Budol budol gang, they call them.

That was a bitter-sweet moment in my life. Bitter because, apparently, my charitable deed to the total stranger was not the kind which Jesus Christ and nuns and priest and monks would have approved of entirely. Worse, so would my uncle. Or something to that effect. And sweet because, alas, for the first time in my life I was able to prove to myself that such a thing does not only happen in the movies and in the evening news. It's one thing to watch these things happen from the comfort of your television set. It's quite another to feel and see and smell these things happen right before your eyes and nose and ears and skin without you even noticing that the deed is already being done. It struck me hard and deep. For sure, I'll be carrying that memory to the grave. Who knows? Maybe even beyond. But that's something else.

It also made me realize one more poignant thing, which comes in the form of a question: how much could the victims of heinous crimes have felt as they submit to the pangs of wallowing in misery? A mother's son is mugged to his last breath by a group of bandits in a dark alley, a father's wife is crippled by the iron fists of her employer somewhere in a distant land where milk and money are supposed to thrive, a brother's sister is raped and, turning lifeless, is dumped in an obscure landfill where flies and garbage litter the area—from where I sit, I can only begin to imagine the scale of angst and anger, of pain and suffering that suck the happiness out of their lives. I can only begin to imagine how it feels to lose a loved one in the merciless hands of those who see through death and stare at it without guilt or being pricked—no, hammered—in the conscience.

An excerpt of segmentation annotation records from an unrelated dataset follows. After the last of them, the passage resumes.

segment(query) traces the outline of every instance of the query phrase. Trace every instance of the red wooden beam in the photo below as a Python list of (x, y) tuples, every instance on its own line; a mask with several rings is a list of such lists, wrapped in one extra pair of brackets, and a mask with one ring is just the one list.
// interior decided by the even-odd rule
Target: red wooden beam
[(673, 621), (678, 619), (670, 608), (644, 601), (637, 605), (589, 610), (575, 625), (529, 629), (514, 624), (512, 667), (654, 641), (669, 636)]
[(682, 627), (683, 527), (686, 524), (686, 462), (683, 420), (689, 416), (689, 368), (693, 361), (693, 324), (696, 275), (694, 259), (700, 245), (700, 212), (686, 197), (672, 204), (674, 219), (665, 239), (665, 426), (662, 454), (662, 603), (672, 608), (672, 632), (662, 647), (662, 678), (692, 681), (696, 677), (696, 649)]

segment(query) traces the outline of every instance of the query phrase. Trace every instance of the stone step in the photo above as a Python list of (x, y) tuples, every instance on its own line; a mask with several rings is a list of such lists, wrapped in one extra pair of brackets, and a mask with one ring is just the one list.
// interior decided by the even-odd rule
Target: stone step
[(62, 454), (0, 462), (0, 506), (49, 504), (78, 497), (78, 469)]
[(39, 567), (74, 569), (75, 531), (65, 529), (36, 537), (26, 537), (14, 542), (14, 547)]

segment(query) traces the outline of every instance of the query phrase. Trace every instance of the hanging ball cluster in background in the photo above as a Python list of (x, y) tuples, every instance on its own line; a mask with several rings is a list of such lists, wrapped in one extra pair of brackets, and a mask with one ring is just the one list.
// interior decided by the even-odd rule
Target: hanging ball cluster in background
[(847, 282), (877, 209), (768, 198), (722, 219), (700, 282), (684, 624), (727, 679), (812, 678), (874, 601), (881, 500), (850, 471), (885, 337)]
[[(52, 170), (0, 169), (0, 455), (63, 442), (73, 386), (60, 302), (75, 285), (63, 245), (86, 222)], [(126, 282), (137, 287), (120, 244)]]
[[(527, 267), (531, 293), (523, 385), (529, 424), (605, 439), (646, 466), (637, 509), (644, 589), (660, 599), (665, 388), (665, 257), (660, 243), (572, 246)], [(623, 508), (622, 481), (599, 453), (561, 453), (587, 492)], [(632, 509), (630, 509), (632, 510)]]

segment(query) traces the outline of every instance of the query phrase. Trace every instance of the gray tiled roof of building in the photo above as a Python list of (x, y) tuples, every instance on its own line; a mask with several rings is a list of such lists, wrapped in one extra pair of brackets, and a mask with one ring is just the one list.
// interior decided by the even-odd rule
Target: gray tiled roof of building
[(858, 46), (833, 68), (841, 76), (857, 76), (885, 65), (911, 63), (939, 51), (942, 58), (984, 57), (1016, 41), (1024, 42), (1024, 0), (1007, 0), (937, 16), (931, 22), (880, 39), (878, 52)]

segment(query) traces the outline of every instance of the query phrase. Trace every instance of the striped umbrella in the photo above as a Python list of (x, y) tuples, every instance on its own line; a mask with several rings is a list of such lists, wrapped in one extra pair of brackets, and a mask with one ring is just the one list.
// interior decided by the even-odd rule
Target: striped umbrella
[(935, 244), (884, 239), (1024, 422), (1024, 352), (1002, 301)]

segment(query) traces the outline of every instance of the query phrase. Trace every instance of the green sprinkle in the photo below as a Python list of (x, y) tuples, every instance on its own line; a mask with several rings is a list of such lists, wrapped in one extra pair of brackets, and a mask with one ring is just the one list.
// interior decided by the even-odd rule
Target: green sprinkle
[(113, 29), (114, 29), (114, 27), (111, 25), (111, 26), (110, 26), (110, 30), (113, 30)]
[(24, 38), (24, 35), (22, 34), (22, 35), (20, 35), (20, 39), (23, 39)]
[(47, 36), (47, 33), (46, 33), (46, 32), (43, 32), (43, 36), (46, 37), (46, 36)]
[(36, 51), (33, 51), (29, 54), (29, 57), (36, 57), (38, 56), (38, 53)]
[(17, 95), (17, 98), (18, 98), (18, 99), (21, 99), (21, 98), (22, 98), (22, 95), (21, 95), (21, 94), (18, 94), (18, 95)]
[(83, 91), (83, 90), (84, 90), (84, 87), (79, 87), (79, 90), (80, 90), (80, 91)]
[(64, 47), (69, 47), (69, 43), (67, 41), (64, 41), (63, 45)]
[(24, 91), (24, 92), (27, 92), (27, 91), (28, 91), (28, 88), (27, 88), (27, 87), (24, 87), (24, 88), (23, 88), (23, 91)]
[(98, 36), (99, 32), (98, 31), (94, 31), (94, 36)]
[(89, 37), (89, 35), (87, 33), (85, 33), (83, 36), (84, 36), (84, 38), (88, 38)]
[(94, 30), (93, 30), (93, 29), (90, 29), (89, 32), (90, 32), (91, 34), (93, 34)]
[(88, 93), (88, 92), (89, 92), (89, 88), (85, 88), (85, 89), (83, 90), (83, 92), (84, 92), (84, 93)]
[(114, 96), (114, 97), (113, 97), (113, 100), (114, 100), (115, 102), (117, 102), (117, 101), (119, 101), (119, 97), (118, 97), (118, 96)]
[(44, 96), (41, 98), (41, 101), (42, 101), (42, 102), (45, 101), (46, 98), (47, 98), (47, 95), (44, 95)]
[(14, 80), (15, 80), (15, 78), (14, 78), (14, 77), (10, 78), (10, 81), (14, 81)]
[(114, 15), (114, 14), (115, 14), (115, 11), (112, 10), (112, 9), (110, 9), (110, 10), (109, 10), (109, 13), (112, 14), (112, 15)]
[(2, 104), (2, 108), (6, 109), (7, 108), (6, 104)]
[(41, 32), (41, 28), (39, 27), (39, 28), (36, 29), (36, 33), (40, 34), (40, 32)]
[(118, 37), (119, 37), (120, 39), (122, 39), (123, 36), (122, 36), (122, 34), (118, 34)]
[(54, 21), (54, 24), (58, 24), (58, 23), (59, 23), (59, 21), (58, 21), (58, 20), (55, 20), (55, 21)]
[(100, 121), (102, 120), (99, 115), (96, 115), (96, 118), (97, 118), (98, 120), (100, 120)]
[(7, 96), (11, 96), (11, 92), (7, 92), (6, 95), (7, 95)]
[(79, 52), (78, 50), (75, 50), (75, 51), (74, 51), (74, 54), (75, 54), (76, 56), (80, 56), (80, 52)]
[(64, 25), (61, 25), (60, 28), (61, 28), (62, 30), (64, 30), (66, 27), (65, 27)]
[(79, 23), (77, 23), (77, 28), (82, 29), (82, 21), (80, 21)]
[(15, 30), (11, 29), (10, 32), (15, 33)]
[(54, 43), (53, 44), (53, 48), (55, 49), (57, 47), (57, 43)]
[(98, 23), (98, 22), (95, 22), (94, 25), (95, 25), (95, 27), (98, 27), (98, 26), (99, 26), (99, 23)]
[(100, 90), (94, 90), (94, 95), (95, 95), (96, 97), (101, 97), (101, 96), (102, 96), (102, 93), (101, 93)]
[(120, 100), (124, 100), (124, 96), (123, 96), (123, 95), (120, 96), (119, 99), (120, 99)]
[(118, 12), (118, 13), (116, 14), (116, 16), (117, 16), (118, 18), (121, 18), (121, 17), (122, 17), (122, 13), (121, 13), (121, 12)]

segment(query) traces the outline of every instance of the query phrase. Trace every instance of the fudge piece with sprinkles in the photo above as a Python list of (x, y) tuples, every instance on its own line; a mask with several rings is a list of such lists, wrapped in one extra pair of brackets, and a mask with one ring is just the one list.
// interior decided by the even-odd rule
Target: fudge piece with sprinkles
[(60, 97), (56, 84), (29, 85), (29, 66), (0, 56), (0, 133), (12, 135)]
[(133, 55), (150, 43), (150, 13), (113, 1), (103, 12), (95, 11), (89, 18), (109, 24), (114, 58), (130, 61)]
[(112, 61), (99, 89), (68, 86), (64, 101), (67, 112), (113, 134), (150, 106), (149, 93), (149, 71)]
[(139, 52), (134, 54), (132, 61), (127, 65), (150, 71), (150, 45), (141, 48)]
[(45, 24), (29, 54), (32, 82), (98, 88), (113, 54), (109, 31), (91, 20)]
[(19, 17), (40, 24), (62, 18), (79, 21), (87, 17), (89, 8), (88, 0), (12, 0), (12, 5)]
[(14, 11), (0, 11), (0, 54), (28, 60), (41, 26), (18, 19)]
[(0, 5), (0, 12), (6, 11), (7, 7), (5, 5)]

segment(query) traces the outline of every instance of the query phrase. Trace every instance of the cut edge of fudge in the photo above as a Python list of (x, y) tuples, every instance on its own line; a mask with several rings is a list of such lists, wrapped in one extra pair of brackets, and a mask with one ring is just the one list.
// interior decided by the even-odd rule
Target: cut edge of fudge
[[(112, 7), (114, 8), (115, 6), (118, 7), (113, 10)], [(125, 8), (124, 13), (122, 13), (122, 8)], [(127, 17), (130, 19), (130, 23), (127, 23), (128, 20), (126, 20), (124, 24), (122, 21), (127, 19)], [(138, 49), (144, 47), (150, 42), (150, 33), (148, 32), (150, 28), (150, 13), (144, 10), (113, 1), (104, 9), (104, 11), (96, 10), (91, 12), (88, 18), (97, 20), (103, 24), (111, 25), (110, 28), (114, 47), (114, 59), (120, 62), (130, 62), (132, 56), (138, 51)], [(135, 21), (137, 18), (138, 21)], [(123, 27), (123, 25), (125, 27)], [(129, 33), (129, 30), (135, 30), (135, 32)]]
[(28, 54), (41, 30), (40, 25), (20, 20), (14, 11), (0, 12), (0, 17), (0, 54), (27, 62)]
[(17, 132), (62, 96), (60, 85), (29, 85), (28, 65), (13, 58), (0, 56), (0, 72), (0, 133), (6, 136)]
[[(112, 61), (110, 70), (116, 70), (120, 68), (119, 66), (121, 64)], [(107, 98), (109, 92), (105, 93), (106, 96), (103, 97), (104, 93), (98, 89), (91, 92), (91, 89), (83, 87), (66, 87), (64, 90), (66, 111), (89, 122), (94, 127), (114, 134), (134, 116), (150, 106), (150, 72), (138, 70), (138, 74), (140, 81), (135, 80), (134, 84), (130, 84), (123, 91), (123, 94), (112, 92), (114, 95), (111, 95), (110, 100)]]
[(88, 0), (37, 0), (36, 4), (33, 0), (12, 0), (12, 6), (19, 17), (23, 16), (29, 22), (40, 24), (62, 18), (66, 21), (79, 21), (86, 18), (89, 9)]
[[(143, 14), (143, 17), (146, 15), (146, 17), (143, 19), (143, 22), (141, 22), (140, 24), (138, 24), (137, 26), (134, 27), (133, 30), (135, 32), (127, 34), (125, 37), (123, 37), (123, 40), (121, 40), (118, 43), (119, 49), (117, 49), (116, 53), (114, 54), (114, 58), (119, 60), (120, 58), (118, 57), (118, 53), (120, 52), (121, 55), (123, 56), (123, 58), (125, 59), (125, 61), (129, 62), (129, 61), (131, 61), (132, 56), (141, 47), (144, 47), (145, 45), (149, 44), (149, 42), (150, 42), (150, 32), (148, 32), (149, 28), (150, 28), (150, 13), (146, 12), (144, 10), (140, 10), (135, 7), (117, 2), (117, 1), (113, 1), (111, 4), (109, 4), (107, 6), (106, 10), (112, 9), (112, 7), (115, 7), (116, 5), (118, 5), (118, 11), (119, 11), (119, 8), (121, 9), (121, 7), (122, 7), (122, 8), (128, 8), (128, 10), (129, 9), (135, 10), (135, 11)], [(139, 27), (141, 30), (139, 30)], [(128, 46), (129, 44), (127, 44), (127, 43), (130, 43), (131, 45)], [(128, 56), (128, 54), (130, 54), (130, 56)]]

I can only begin to imagine because little do I know about how it feels to be there. I can hardly empathize, I can only sympathize. Heaven forbid, I would not know where and how to pick myself up if the same thing would happen to me or to my family.

Which brings us back to how we sometimes wonder who the real menaces in the society truly are. Policemen going berserk and firing at anyone within range is old news. So are madmen and robbers who carry bags of money or bags of human flesh, whichever they prefer, and repeating the same offense many times over. Politicians doing the dirty job beneath the desk is old news. So are drug lords and syndicates of petty and behemoth crimes doing their dirty laundry atop the table, in plain sight for everyone to see. There's no telling who is who, or which is which. If this is how our society has become, who are we to turn to when all hell breaks loose, assuming it still hasn't?

No wonder ours is a deeply religious country; only the God can save us now.